Missing Infrastructure
Even if the webhook server started, the webhooks would not function because:
| Component | Required | Status |
|---|---|---|
| ValidatingWebhookConfiguration | ✓ | Not deployed by helm chart |
| Webhook Service | ✓ | Not deployed by helm chart |
| Port 9443 exposed | ✓ | Not in deployment spec |
| TLS certificates | ✓ | No cert-manager integration |
The config/webhook/manifests.yaml file exists (kubebuilder-generated) but is never deployed.
Impact of Missing Webhooks
The webhooks perform validation-only (no mutation). Without them:
| Resource | Webhook Validation | Controller Validation | Risk |
|---|---|---|---|
| VirtualMCPServer | Disabled | Partial (during reconcile) | Low - caught at reconcile |
| MCPExternalAuthConfig | Disabled | None | High - invalid configs silently accepted |
| VirtualMCPCompositeToolDefinition | Disabled | None | High - invalid configs silently accepted |
Example Validations Not Enforced
MCPExternalAuthConfig:
- Can create
tokenExchangetype without requiredtokenExchangeconfig - Can set conflicting configs (both
tokenExchangeandheaderInjection) - Unsupported auth types are accepted
VirtualMCPServer:
- Missing required
spec.config.groupRef(caught at reconcile, but not at admission) - Invalid auth configurations
Proposed Solution
Option 1: Full Webhook Support (Recommended for Production)

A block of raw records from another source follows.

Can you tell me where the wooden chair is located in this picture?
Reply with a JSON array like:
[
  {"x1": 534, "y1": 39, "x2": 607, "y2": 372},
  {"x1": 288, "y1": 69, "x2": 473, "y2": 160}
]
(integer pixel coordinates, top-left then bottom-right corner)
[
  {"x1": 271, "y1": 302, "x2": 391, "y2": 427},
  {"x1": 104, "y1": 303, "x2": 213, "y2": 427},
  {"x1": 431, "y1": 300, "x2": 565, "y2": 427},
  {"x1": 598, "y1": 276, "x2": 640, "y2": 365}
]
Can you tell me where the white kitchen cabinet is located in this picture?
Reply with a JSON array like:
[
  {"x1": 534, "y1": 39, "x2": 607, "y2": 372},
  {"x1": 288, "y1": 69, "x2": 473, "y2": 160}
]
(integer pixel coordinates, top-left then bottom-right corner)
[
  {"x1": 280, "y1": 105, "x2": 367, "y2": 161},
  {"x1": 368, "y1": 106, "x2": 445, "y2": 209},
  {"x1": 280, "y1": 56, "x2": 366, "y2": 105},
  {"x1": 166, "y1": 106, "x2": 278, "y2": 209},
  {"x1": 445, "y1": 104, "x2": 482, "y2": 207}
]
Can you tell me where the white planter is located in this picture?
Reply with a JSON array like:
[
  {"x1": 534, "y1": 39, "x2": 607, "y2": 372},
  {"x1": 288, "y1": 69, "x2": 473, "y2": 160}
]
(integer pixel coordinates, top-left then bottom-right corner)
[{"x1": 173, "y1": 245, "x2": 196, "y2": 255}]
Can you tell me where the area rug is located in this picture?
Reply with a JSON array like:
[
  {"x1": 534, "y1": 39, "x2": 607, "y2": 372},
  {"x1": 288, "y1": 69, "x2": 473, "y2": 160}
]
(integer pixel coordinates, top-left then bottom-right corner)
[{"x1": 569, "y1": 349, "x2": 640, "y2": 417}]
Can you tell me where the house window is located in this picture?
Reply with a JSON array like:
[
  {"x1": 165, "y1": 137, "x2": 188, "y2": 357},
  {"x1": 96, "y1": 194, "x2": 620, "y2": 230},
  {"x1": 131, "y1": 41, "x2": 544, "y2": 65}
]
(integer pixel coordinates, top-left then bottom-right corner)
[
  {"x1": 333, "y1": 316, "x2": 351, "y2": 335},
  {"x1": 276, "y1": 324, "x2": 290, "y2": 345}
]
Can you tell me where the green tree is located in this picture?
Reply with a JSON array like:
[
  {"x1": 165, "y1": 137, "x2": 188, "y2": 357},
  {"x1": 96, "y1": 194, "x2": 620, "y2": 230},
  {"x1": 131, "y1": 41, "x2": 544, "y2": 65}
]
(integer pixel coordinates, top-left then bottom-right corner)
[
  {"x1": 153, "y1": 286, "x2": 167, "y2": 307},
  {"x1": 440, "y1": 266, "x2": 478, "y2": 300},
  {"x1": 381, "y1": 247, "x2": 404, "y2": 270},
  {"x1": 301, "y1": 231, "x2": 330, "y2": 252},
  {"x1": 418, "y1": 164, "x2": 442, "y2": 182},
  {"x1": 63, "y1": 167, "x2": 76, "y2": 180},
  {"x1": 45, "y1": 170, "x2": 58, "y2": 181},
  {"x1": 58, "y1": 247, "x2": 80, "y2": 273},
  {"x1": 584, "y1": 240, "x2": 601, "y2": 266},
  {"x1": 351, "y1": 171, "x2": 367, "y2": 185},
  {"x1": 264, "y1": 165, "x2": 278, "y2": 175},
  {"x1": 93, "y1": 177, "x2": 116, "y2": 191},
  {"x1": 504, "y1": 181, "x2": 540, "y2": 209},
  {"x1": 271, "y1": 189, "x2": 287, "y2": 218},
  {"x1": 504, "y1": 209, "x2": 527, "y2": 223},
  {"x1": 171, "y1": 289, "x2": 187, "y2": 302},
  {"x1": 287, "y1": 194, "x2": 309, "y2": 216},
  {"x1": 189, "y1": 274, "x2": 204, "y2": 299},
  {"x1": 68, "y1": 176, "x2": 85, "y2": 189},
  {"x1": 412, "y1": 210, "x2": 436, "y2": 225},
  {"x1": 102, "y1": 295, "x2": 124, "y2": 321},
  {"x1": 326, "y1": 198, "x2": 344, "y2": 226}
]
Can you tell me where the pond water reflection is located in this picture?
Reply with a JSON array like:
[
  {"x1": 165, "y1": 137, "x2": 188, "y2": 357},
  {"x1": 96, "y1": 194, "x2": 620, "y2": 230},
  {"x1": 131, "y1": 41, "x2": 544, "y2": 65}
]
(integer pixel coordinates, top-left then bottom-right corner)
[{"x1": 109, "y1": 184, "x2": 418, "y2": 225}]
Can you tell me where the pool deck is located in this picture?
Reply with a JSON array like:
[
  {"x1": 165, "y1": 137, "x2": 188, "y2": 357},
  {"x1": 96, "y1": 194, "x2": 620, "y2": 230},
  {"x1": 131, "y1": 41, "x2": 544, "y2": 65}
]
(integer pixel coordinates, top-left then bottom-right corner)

- Add cert-manager as a dependency or optional integration
- Deploy ValidatingWebhookConfiguration via helm chart
- Create webhook Service in helm chart
- Expose port 9443 in deployment
- Configure cert-manager Certificate resource
Option 2: Self-Signed Certificates (Development/Simple Deployments)
- Generate self-signed certificates at operator startup
- Mount emptyDir volume for certificate storage
- Deploy ValidatingWebhookConfiguration with
caBundleinjection - Create webhook Service
Option 3: Keep Webhooks Disabled (Current State)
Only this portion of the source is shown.